Avec : JoeyStarr , Virginie Ledoyen , Jasmine Trinca …

Durée : 1h35min

Pays de production : France

Année de production : 2013

Titre original : Une autre vie

Distributeur : Pyramide Films

LE FILM: 6/10

Jean, électricien, pose des alarmes dans des demeures du sud de la France. Il y rencontre Aurore, célèbre pianiste. Malgré leurs différences, ils tombent immédiatement amoureux l’un de l’autre et envisagent ensemble une autre vie. Jean veut quitter Dolorès, sa compagne de toujours. Mais celle-ci est prête à tout pour le garder…
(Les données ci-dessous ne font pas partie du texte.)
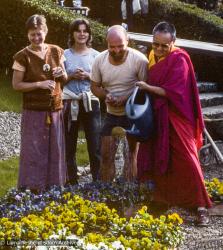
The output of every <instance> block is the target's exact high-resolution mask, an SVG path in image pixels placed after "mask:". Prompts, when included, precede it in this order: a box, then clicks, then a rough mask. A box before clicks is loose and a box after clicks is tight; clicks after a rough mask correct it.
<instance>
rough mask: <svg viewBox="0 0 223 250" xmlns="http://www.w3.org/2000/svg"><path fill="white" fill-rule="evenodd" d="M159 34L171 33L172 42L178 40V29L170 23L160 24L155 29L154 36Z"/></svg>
mask: <svg viewBox="0 0 223 250" xmlns="http://www.w3.org/2000/svg"><path fill="white" fill-rule="evenodd" d="M157 32H161V33H169V34H170V35H171V37H172V40H173V41H175V40H176V28H175V26H174V25H173V24H171V23H168V22H160V23H158V24H157V25H156V26H155V27H154V28H153V32H152V34H153V35H154V34H155V33H157Z"/></svg>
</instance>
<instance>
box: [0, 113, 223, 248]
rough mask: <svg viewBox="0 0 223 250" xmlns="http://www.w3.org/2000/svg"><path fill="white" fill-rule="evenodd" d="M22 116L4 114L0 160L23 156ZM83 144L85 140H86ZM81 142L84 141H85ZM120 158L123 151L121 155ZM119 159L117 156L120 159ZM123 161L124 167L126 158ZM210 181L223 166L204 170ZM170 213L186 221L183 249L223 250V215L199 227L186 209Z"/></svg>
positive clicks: (1, 129)
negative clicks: (20, 152) (184, 238)
mask: <svg viewBox="0 0 223 250" xmlns="http://www.w3.org/2000/svg"><path fill="white" fill-rule="evenodd" d="M20 119H21V115H20V114H17V113H13V112H0V160H2V159H7V158H9V157H11V156H13V155H19V148H20ZM82 141H83V140H82ZM82 141H81V142H82ZM118 155H119V156H120V152H119V154H118ZM116 158H117V157H116ZM118 158H119V161H120V162H121V164H123V159H120V157H118ZM78 169H79V175H80V177H81V179H82V181H90V180H91V177H90V176H89V172H90V169H89V166H87V167H84V168H83V167H79V168H78ZM204 175H205V178H206V179H211V178H214V177H217V178H219V179H222V178H223V165H217V164H214V165H212V166H209V167H205V168H204ZM168 212H177V213H179V214H180V215H181V217H182V218H183V219H184V224H183V230H184V235H185V241H184V244H183V245H182V246H180V247H179V249H180V250H186V249H199V250H200V249H223V216H222V217H221V216H211V223H210V226H209V227H204V228H200V227H196V225H194V220H195V218H196V217H195V214H193V213H192V212H189V211H187V210H184V209H179V208H171V209H170V210H168Z"/></svg>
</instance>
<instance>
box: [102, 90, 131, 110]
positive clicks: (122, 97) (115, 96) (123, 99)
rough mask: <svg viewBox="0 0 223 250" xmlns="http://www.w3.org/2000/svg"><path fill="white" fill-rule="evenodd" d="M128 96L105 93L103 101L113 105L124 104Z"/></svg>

Deux ans après l’Art d’aimer, Emmanuel Mouret quitte le marivaudage et la comédie pour un pur mélodrame. Surprenante présence de Joey Starr en électricien qui voit son couple avec Virginie Ledoyen mis en péril par son attirance pour Jasmine Trinca. Si le film ménage quelques surprises et si l’on est maintenu en haleine par l’issue incertaine, le film souffre tout de même de problèmes de rythme et surtout de dialogues trop écrits pour sonner juste. On sent plusieurs fois les comédiens en peine pour faire vivre leurs personnages, ce qui est dommage avec un comédien spontané comme Joey Starr. Pétri d’influences comme Sirk ou Hitchcock, Une Autre Vie passe à côté de quelque chose de grand!

TECHNIQUE: 8/10

Correct pour le support!

BONUS: 7/10

Outre la bande-annonce, on trouve un documentaire de 45 minutes sur la filmographie d’Emmanuel Mouret. Intéressant mais on aurait aimé en savoir un peu plus sur le tournage de ce dernier film!

VERDICT: 6/10

Un mélo à moitié réussi mais avec Jasmine Trinca alors…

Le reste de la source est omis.